Proverbs speaks of the derech gever (way of a man) with an almah (Prov. 30:19), but when this is referenced in Scripture in Genesis 24:65, the derech (way) of the almah Rivkah (Rebekah) and the gever Yitzchak (Isaac) shows the young woman still a virgin (Gn 24:65).  The virgin whose seed (Moshiach) crushes Satan's head (Genesis 3:15) is the almah whose supernatural conception of Moshiach is a sign to the House of David.

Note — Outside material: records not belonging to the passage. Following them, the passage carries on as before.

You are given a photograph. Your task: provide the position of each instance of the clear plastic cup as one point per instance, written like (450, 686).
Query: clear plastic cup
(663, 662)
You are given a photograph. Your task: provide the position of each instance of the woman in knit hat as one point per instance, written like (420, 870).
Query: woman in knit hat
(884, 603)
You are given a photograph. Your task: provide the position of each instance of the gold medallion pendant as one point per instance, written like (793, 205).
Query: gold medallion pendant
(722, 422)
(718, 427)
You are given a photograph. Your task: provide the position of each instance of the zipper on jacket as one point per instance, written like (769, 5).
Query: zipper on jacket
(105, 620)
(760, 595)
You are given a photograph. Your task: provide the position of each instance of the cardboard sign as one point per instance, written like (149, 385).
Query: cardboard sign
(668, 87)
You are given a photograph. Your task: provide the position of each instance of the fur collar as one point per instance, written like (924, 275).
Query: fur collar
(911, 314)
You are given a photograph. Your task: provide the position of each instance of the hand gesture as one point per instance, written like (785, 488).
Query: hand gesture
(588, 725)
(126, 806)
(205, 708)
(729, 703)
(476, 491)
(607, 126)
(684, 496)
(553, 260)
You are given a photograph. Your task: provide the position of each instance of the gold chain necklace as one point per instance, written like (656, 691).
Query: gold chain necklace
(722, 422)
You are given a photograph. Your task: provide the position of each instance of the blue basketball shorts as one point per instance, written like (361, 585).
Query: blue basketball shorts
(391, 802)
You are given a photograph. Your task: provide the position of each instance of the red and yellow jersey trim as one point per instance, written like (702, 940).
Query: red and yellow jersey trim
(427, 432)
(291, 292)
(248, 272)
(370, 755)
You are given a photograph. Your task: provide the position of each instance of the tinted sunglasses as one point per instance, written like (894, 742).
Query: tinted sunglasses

One more point, in Genesis chapter 24, almah and betulah (in 24:43 and 24:16) are used nearly synonymously.  Now, to illustrate, if we say the "lad" sat by the well and then if we say the "boy" walked around the well, and if we are talking about the same person, then obviously we are using "lad" and "boy" in some synonymous fashion and it is only our tendentious bias that would have us try to make some vast distinction between the terms. In Genesis chapter 24, Rivkah (Rebekah) is called an "almah" and in the same breath she is also called a "betulah," showing some kind of interchangeable connection between the words.   In our illustration, the semantic freight which both "lad" and "boy" carry is youth and also maleness, making it possible to use the terms "lad" and "boy" of the same person interchangeably. One could not seriously, for example, use the term "geezer" (elderly eccentric man) and "lad" interchangeably of the same person, and one could not use the Biblical Hebrew word "zonah" (a non-virgin harlot, prostitute) and "betulah" of the same person interchangeably (the Hebrew Bible never uses zonah and almah regarding the same person); but the Hebrew Bible does in fact use "almah" and "betulah" in Genesis 24:43 and Genesis 24:16 of the same person (Rebekah) because both terms carry the common semantic freight of femaleness and virginity.  In Genesis chapter 24, Rivkah is called an almah and she is also called a betulah, showing that, if not virginal, an almah would not be an almah.  In Genesis chp 24 HaAlmah is used as a synonym for na'arah-betulah. Virginity is at least implicit in the term "almah" or an almah could not be called a betulah.  It would never do in Hebrew, for example, to say that the pilegesh  (concubine) approached the well and then say the betulah sat by the well and yet be talking about the same person. Virginity is definitely not implicit in the term pilegesh (concubine). Moreover, as a translation for "almah,"  "young woman" destroys the virginal conception of the Moshiach, without which he is not Ben HaElohim Moshi'a (Savior) of adam's rebellious, sin-blinded progeny.  So we see the verse proves true that says "some twist the Scriptures to their own destruction (2K 3:16)." Those who delude themselves that there is no distinction between "na'arah" (young woman) and "almah" (young virgin) have Biblical useage and context arguing in concert against them.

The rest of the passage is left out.